During this operation, pad the sequence lengths to the maximum length seen within the batch and tokenize

static convert_to_supervised(batch, supervised_time_scale)

Convert a batch to a supervised format for non-causal tasks.

This method is used in conjunction with FoundationalDataModule for non-causal tasks, where the last non-padding token in each sequence is removed and used as a supervised target.

Specifically, this function: - Replaces the last non-padding token in each row with a padding token (0). - Creates new target vectors containing the removed tokens, values, and age deltas. - Ensures alignment of token sequences, masking, and corresponding values.

Parameters

batchdict

A dictionary containing the following keys:

  • tokens (torch.Tensor): The input tensor containing tokenized sequences with padding.

  • ages (torch.Tensor): The tensor containing ages corresponding to each token in the matrix.

  • values (torch.Tensor): The tensor containing values corresponding to each token in the matrix.
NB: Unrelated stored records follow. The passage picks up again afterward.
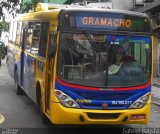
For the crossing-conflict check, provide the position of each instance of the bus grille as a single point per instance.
(103, 115)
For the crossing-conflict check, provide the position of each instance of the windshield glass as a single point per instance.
(85, 58)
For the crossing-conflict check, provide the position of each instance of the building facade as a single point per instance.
(152, 8)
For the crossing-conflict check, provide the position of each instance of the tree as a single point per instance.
(4, 26)
(27, 6)
(10, 6)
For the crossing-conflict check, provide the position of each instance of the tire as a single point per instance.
(44, 119)
(18, 89)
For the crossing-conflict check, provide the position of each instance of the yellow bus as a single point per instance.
(83, 65)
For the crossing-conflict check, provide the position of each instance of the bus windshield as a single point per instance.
(104, 60)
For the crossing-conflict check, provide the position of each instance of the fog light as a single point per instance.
(138, 117)
(65, 100)
(141, 102)
(70, 103)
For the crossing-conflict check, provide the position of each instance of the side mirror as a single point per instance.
(52, 46)
(51, 51)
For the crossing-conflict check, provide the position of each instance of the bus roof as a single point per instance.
(43, 9)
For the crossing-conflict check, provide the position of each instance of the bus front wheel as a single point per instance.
(19, 90)
(40, 107)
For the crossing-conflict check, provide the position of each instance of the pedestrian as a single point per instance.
(0, 56)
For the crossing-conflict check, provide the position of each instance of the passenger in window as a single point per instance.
(73, 51)
(116, 54)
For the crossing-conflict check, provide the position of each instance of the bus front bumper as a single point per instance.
(62, 115)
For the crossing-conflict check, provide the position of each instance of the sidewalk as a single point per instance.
(156, 91)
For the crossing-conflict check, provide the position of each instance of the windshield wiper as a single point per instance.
(126, 39)
(93, 44)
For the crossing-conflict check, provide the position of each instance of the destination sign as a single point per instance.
(105, 21)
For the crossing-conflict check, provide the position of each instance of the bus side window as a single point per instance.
(28, 37)
(36, 37)
(43, 39)
(18, 34)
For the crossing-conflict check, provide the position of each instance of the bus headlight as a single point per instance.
(141, 102)
(65, 100)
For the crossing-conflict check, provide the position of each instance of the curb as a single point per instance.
(156, 103)
(156, 84)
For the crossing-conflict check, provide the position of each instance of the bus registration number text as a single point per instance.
(121, 102)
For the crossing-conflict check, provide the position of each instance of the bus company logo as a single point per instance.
(104, 105)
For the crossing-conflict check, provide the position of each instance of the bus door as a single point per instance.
(22, 59)
(49, 70)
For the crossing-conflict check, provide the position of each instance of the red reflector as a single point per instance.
(138, 117)
(58, 92)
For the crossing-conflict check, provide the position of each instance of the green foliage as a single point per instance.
(3, 49)
(27, 6)
(68, 1)
(10, 6)
(4, 26)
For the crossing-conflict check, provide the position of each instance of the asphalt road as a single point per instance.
(21, 116)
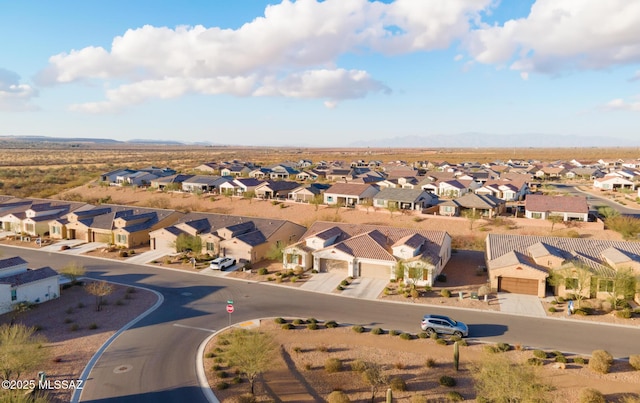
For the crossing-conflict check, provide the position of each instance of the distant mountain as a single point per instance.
(484, 140)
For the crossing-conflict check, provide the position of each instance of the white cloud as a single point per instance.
(13, 95)
(291, 51)
(562, 35)
(621, 104)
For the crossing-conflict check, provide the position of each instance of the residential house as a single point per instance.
(204, 183)
(570, 208)
(18, 283)
(473, 205)
(613, 182)
(240, 186)
(350, 194)
(522, 264)
(404, 199)
(308, 193)
(370, 251)
(247, 239)
(275, 189)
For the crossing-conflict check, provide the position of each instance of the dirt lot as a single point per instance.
(299, 374)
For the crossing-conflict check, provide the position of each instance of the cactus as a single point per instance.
(456, 355)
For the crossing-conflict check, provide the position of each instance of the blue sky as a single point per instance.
(318, 73)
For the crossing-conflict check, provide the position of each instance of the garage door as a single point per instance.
(333, 266)
(368, 270)
(518, 285)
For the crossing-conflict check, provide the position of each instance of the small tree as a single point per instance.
(20, 350)
(99, 289)
(73, 271)
(252, 352)
(185, 242)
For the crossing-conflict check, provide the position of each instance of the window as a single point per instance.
(605, 285)
(571, 283)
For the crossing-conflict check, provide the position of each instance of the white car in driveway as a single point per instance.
(222, 263)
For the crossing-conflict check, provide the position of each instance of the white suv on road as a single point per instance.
(222, 263)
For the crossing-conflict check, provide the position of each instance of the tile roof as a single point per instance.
(567, 204)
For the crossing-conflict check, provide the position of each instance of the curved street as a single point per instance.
(156, 358)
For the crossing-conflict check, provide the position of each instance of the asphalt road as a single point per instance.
(596, 201)
(155, 360)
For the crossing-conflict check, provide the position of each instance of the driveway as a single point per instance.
(523, 305)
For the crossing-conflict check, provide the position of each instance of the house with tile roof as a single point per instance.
(19, 283)
(522, 264)
(570, 208)
(404, 199)
(246, 239)
(369, 251)
(349, 194)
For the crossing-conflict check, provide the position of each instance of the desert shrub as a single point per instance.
(377, 330)
(580, 360)
(535, 361)
(398, 384)
(338, 396)
(358, 366)
(590, 395)
(454, 396)
(540, 354)
(601, 361)
(446, 380)
(333, 365)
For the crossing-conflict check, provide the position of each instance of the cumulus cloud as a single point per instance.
(621, 104)
(13, 95)
(560, 35)
(291, 51)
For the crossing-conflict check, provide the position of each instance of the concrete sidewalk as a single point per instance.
(525, 305)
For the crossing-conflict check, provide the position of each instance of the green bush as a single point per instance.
(540, 354)
(338, 396)
(601, 361)
(398, 384)
(592, 396)
(333, 365)
(447, 381)
(535, 361)
(454, 396)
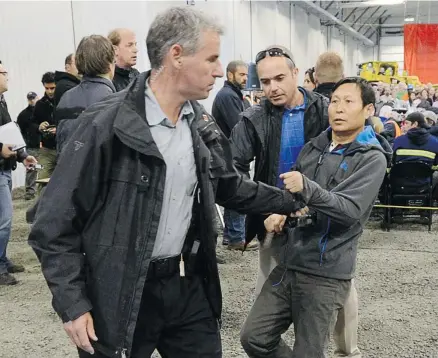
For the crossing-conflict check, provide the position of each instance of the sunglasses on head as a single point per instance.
(273, 52)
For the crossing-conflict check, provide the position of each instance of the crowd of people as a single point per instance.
(125, 229)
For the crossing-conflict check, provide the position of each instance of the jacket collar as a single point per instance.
(234, 88)
(101, 80)
(309, 98)
(130, 124)
(123, 71)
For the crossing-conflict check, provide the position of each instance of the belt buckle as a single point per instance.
(161, 267)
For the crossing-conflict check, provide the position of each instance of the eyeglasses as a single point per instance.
(273, 52)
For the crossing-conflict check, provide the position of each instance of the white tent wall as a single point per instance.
(33, 46)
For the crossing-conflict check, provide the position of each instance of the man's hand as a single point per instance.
(30, 162)
(275, 223)
(7, 152)
(43, 126)
(301, 212)
(80, 331)
(293, 181)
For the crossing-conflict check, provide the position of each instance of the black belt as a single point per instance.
(162, 268)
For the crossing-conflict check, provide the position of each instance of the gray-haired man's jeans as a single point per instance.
(5, 217)
(309, 302)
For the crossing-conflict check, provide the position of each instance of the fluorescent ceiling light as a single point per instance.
(371, 3)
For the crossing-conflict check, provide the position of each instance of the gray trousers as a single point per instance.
(347, 323)
(309, 302)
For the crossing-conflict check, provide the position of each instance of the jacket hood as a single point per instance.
(418, 136)
(60, 75)
(326, 89)
(365, 141)
(125, 72)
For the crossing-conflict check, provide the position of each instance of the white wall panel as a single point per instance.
(392, 49)
(31, 45)
(250, 26)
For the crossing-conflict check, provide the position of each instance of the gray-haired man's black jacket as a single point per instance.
(97, 222)
(227, 106)
(258, 136)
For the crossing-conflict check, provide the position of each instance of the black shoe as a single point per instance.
(16, 268)
(29, 197)
(7, 279)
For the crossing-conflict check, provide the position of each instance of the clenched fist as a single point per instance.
(80, 331)
(293, 181)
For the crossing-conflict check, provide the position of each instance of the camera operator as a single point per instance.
(337, 177)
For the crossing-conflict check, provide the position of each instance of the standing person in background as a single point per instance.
(43, 117)
(329, 69)
(8, 162)
(309, 79)
(32, 137)
(125, 45)
(68, 79)
(227, 106)
(95, 60)
(125, 231)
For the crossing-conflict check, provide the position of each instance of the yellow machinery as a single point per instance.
(387, 72)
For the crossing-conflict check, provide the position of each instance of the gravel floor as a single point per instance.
(397, 284)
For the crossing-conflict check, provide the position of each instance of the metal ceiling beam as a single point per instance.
(378, 27)
(350, 14)
(325, 14)
(328, 6)
(367, 21)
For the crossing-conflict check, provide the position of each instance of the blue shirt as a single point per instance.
(292, 138)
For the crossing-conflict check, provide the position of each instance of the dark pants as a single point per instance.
(234, 230)
(309, 302)
(175, 318)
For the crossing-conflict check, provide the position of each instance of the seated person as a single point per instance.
(417, 144)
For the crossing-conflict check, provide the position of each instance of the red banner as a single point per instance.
(421, 51)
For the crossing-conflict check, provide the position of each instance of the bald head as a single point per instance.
(329, 68)
(125, 46)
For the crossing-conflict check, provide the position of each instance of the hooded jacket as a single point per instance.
(123, 77)
(97, 222)
(75, 101)
(340, 187)
(64, 82)
(227, 106)
(258, 135)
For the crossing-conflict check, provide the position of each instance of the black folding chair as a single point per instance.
(399, 189)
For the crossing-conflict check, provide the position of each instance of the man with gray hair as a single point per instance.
(125, 230)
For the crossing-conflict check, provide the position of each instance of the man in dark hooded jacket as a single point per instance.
(313, 279)
(95, 60)
(125, 230)
(125, 45)
(417, 144)
(68, 79)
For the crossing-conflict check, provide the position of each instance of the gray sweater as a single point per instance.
(340, 187)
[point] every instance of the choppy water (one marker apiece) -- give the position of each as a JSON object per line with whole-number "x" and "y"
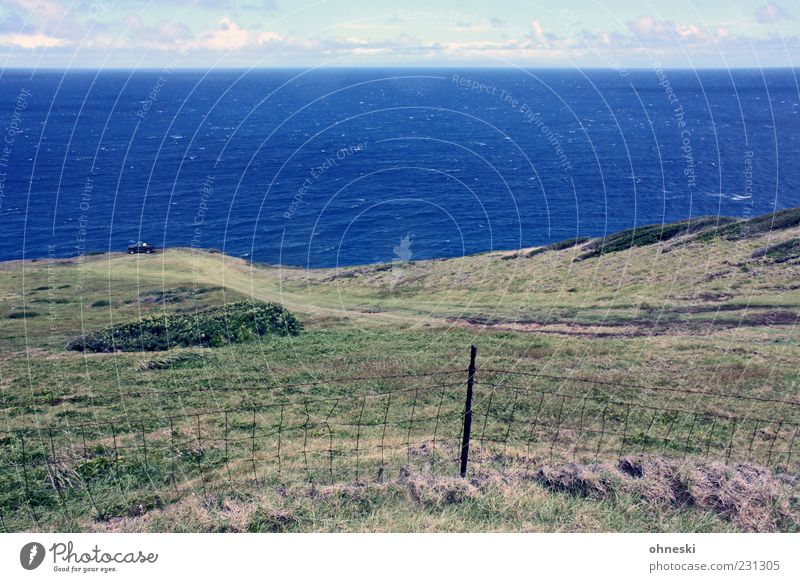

  • attention_mask (torch.Tensor): The tensor containing masks indicating valid tokens.

Returns

dict

A modified batch dictionary containing the following keys:

  • tokens (torch.Tensor): The input sequence with the last non-padding token replaced by a padding token (0).

  • ages (torch.Tensor): The modified age matrix with the last non-padding age replaced by 0.

  • values (torch.Tensor): The modified value matrix with the last non-padding value replaced with np.nan.

  • attention_mask (torch.Tensor): The modified mask matrix with the last non-padding entry set to 0.

  • target_token (torch.Tensor): A vector containing the removed tokens.

  • target_age_delta (torch.Tensor): A vector containing the difference in age between the last two non-padding tokens.

  • target_value (torch.Tensor): A vector containing the values that were removed from values.

Notes

  • If a sample does not contain at least two non-padding events, a warning is logged, and the sample is removed.

  • This function prevents information leakage by ensuring that the last event in a sequence is not used as an input.

  • If convert_to_supervised() is applied multiple times to the same batch, it will be skipped to prevent redundant modifications.